和色で組むと、パレットが先に決まる
iPadのカラーピッカーは1,677万色を出す。それでも決まらない。数百色の伝統色で組むほうが、絵を描きはじめる前にパレットが決まる理由。
十年前、初めて『名所江戸百景』を美術館で見たとき、色の数を数えた。広重のその一枚に使われていたのは五色だった。藍、墨、黄土、朱、そしてベロ藍と呼ばれたプルシアンブルー。五色で江戸の夕暮れも雨も雪も描き分けている。
現代のiPadのカラーピッカーは1,677万色を出す。それでも一日の大半を「なんとなくこの青」で消費して、結局パレットが決まらないまま絵を描きはじめ、三分の一まで進んだところで色の統一感が崩れていることに気づく。選択肢が多いことは、決まることの近道ではない。むしろ逆だった。
和色にはこの問題がない。理由は技術的だ。
和色は関係性を先に持っている
瑠璃色も浅葱色も茜色も、江戸時代の染料と顔料で実際に作られた色でしかない。使える原材料は限られていた。藍、茜、紫草、紅花、墨、胡粉、朱、雌黄。これだけだ。
だから和色の辞書に並ぶ数百の色は、独立した点として存在していない。同じ染料の濃度違い、同じ顔料の混合比違い、同じ植物の染め重ね違いとして、互いに血縁のある色として並んでいる。
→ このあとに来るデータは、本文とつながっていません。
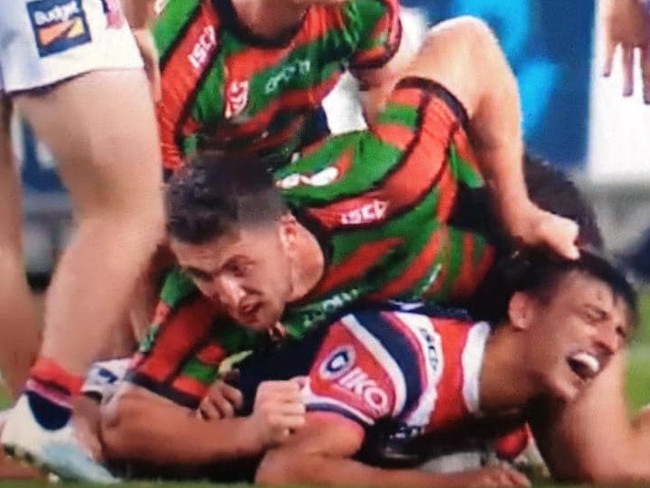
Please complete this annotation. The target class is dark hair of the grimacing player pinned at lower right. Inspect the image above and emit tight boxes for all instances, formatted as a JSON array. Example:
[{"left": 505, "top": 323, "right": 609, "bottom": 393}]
[{"left": 473, "top": 247, "right": 638, "bottom": 327}]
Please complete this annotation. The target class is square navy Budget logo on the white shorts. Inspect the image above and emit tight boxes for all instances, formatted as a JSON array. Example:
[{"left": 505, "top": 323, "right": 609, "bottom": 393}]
[{"left": 27, "top": 0, "right": 90, "bottom": 57}]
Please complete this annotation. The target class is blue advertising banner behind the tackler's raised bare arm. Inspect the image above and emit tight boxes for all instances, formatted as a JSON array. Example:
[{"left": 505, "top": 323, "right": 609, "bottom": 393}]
[{"left": 402, "top": 0, "right": 595, "bottom": 169}]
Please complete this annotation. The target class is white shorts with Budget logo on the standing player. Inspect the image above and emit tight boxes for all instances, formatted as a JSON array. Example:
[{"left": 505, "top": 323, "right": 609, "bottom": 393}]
[{"left": 0, "top": 0, "right": 142, "bottom": 93}]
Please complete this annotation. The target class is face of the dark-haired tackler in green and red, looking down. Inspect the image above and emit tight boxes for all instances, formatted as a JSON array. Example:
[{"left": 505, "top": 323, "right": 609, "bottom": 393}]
[{"left": 171, "top": 223, "right": 291, "bottom": 331}]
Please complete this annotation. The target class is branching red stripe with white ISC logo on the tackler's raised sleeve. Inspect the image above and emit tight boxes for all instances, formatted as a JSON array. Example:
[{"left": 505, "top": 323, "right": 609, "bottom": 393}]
[{"left": 302, "top": 88, "right": 461, "bottom": 231}]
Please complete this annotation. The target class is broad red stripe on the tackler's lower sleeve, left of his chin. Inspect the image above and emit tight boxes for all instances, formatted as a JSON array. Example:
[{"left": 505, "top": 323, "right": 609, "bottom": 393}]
[{"left": 135, "top": 299, "right": 214, "bottom": 383}]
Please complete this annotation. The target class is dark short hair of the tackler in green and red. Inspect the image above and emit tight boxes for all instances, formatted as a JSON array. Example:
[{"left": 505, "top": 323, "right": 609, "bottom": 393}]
[{"left": 165, "top": 152, "right": 286, "bottom": 244}]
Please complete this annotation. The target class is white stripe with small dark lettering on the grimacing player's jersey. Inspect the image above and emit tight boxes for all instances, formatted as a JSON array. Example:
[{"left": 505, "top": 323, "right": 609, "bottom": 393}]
[{"left": 395, "top": 312, "right": 444, "bottom": 426}]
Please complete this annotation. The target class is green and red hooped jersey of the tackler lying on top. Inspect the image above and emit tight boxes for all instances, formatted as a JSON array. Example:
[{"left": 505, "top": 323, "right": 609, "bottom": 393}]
[{"left": 129, "top": 78, "right": 494, "bottom": 407}]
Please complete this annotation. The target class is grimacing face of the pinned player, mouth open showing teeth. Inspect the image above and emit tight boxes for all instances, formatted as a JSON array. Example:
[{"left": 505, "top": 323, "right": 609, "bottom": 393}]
[{"left": 520, "top": 271, "right": 630, "bottom": 401}]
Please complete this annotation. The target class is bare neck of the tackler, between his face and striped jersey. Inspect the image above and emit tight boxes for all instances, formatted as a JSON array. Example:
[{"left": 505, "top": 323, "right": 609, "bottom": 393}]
[{"left": 289, "top": 224, "right": 325, "bottom": 302}]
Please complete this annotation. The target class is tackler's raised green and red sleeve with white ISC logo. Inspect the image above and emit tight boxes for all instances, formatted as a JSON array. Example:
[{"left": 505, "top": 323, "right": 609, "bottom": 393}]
[{"left": 277, "top": 77, "right": 474, "bottom": 231}]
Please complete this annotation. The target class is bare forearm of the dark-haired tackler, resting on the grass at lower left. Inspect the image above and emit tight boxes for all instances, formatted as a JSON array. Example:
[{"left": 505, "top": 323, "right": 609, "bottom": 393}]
[{"left": 102, "top": 392, "right": 262, "bottom": 466}]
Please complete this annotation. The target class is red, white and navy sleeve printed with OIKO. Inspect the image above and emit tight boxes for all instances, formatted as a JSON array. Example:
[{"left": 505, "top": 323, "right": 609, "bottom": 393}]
[{"left": 304, "top": 311, "right": 425, "bottom": 428}]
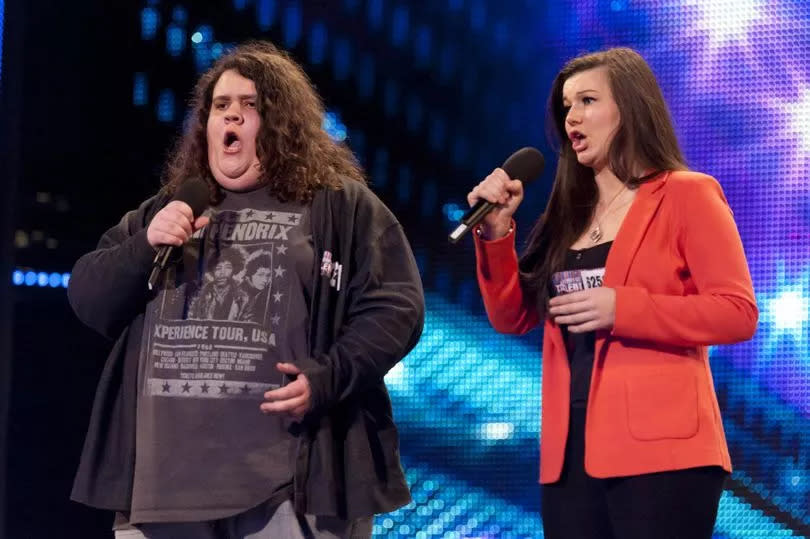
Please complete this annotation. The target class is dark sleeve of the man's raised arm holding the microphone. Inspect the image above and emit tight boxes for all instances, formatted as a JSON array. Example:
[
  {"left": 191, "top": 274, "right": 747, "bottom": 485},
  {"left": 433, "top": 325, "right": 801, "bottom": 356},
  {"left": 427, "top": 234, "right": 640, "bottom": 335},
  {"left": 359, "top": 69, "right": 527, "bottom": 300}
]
[{"left": 68, "top": 197, "right": 163, "bottom": 339}]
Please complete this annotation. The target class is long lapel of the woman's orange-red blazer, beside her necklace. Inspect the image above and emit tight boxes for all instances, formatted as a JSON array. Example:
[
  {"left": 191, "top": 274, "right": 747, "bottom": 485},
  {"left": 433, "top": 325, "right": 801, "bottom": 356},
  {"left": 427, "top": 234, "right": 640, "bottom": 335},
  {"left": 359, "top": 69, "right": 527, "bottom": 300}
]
[{"left": 604, "top": 172, "right": 669, "bottom": 286}]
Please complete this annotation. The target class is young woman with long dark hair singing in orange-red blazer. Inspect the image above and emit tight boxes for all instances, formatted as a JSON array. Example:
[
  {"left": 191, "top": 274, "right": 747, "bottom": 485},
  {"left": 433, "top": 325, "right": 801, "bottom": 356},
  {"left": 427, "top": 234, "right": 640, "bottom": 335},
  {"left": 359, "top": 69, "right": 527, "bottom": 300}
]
[{"left": 468, "top": 48, "right": 758, "bottom": 539}]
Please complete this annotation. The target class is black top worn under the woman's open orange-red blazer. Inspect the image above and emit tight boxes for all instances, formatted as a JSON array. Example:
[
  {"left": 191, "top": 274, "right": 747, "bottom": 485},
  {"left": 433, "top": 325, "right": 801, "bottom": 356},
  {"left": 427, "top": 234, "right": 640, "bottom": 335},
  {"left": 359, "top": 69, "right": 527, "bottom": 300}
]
[{"left": 551, "top": 241, "right": 613, "bottom": 408}]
カラーピッカーで青を選ぶとき、隣の緑はたまたま視覚的に隣にある。藍色の隣の浅葱色は、化学的に隣にある。染めの回数が少ないか、水で薄めたか、黄系の染料を重ねたか。関係性は私が後から見つけるのではなく、色そのものに含まれている。
三組、盗んで使える配色
具体的に書くと動きやすい。私がよく戻ってくる組み合わせを三つ挙げる。
瑠璃色と鈍色。 深い青と冷たい灰色。晴れた冬を描きたいとき、この二色があれば空と影は決まる。瑠璃色は彩度が高いので、鈍色が全体の七割を占めるくらいでちょうどいい。
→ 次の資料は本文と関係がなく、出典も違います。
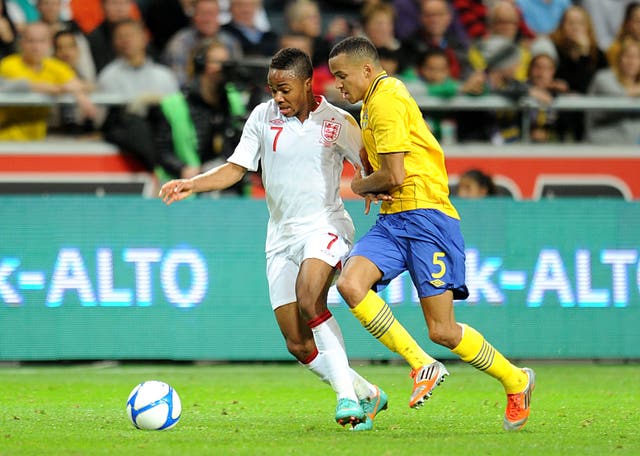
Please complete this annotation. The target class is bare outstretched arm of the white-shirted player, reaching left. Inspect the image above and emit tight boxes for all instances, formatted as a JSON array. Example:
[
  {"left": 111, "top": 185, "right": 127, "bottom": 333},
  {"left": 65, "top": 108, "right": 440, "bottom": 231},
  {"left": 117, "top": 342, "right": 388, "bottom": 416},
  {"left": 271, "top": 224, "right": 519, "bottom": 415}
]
[{"left": 159, "top": 162, "right": 247, "bottom": 204}]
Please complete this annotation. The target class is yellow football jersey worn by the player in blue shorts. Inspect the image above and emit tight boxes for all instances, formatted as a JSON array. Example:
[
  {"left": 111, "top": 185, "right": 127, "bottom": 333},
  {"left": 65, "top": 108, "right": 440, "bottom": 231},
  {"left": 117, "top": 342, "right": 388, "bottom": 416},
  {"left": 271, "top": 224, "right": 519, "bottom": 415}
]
[{"left": 360, "top": 72, "right": 460, "bottom": 218}]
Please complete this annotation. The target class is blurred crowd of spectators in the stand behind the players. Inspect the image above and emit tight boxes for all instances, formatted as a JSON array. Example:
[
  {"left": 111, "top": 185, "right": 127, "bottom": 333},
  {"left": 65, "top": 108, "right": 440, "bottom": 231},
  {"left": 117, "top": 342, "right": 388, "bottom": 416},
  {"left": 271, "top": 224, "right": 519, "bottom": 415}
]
[{"left": 0, "top": 0, "right": 640, "bottom": 183}]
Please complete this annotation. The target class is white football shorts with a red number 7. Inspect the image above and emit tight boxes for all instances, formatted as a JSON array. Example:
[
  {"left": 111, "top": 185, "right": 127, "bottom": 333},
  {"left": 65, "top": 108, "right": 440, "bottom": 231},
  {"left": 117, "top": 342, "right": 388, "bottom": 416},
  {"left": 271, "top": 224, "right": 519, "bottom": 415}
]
[{"left": 267, "top": 230, "right": 351, "bottom": 310}]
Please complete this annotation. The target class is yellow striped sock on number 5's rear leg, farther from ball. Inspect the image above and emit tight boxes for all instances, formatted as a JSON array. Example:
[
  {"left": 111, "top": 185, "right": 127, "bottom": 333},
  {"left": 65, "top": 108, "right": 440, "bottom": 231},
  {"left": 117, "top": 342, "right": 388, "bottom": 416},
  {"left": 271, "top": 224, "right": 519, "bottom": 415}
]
[{"left": 451, "top": 324, "right": 528, "bottom": 394}]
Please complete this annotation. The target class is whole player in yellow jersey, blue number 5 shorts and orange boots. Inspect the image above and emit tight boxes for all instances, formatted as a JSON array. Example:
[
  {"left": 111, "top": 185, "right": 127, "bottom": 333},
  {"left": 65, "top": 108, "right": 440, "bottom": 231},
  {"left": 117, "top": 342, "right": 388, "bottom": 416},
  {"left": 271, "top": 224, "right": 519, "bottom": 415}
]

浅葱色と茜色。 新選組の羽織と、夕焼け。光と温度がまったく違う二色なのに、どちらも中程度の彩度なので、並べても画面の重心がぶれない。人物の背景に使うと、どちらを主役にしてもうるさくならない。
江戸紫と利休鼠。 紫の華やかさと、緑味の灰色の引き算。キャラクターイラストで服のハイライトと影を組むときの定石で、明度差だけで形を読ませたいときに、色数を二つに絞ってもまだ成立する。
どの組み合わせも、私が発明したものではない。数百年前に染師と絵師が決着をつけた関係を、そのまま借りている。
描く前にパレットを閉じる
実践はこうだ。iPadで新しい絵を始めるとき、最初の十五分はカラーピッカーに触れない。和色の辞書から、絵に必要な五色を先に選ぶ。広重と同じ数。
五色決めたら、そのパレットを保存して、作業中は決して追加しない。追加したくなる瞬間が何度もある。そこをこらえる。たいてい、追加したい色は既存の五色のうちの一つの明度を動かせば済む。それが和色の組み方だ。
この作業を三週間続けてわかったのは、完成までの時間が目に見えて縮んだことと、仕上がった画面の落ち着きが、以前の自分には届かなかった領域に入ったことだった。
制約が絵を決める
カラーピッカーは自由だ。自由は、自分で構造を持ち込める人にしか使えない道具でもある。和色はその構造をすでに持ち込んでいる。使えば、その構造を借りられる。
広重は1,677万色のカラーピッカーを欲しがらなかった。五色で足りていた。足りるとわかっているから、絵が描けた。